Good o OP. You need to just go for it.

SquarePeggyLeggy · 22/09/2021 05:25

True, but I said a big bright hello, and stopped to chat and pat her dog and she super awkwardly just said hello and left us standing there and went inside.
Everyone is so awkward and unhappy after lockdowns, I feel like I’ve forgotten how to basically interact!!

OP posts:
SquarePeggyLeggy · 22/09/2021 05:27

It really seemed like she saw us, realised my son was left out and kind of freaked out. I don’t know, it was very, very awkward.

OP posts:
SquarePeggyLeggy · 22/09/2021 05:27

Could invite one or two of them though, for sure.

OP posts:
Matilda82 · 22/09/2021 05:29

She probably did feel awkward and may consider this a way to rectify that. That's how I'd feel.

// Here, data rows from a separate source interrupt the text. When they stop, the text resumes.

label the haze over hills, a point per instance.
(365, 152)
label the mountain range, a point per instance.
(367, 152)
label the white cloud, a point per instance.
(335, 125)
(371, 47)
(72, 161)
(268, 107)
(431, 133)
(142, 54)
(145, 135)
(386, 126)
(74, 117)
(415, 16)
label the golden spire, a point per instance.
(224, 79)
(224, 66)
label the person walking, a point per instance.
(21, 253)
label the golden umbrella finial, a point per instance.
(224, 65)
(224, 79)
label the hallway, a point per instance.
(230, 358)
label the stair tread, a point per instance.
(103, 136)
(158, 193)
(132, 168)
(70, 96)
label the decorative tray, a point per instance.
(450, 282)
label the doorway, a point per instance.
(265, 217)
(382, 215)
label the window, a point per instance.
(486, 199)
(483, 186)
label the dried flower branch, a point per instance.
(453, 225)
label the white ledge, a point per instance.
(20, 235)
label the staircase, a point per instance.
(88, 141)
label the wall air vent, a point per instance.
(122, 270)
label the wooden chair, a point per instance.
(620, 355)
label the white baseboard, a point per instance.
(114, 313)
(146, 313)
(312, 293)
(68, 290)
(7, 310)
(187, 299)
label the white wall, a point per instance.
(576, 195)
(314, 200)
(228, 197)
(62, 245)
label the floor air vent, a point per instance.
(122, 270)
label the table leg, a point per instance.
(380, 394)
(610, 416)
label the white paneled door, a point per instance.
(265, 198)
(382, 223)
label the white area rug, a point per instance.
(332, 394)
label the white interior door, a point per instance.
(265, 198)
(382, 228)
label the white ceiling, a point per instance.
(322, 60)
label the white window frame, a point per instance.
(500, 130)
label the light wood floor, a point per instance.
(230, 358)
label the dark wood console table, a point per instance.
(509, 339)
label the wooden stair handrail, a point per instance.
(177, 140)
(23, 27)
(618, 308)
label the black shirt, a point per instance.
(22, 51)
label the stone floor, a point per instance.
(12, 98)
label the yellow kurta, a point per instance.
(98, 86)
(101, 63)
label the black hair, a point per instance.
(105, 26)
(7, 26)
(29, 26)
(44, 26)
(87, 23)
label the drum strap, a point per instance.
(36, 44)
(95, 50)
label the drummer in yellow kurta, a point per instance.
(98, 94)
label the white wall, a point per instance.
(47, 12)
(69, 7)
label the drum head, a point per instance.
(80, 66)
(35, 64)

TheUnbearable · 22/09/2021 08:05

I have had two relocations in my life. My hometown is hundreds of miles away. It was very rural so anyone who wanted to achieve anything had to move away. I’m still in touch with these friends but over 4 decades we are scattered to the 4 winds. Two ended up overseas. I do have some really nice friends local to me but they all grew up here so their bubbles tended to be family.

One of my oldest friends relocated to Australia 20 years ago so have been in touch a lot but obviously the way our countries have handled it has been very different. I got used to our lockdowns here but I do dread another.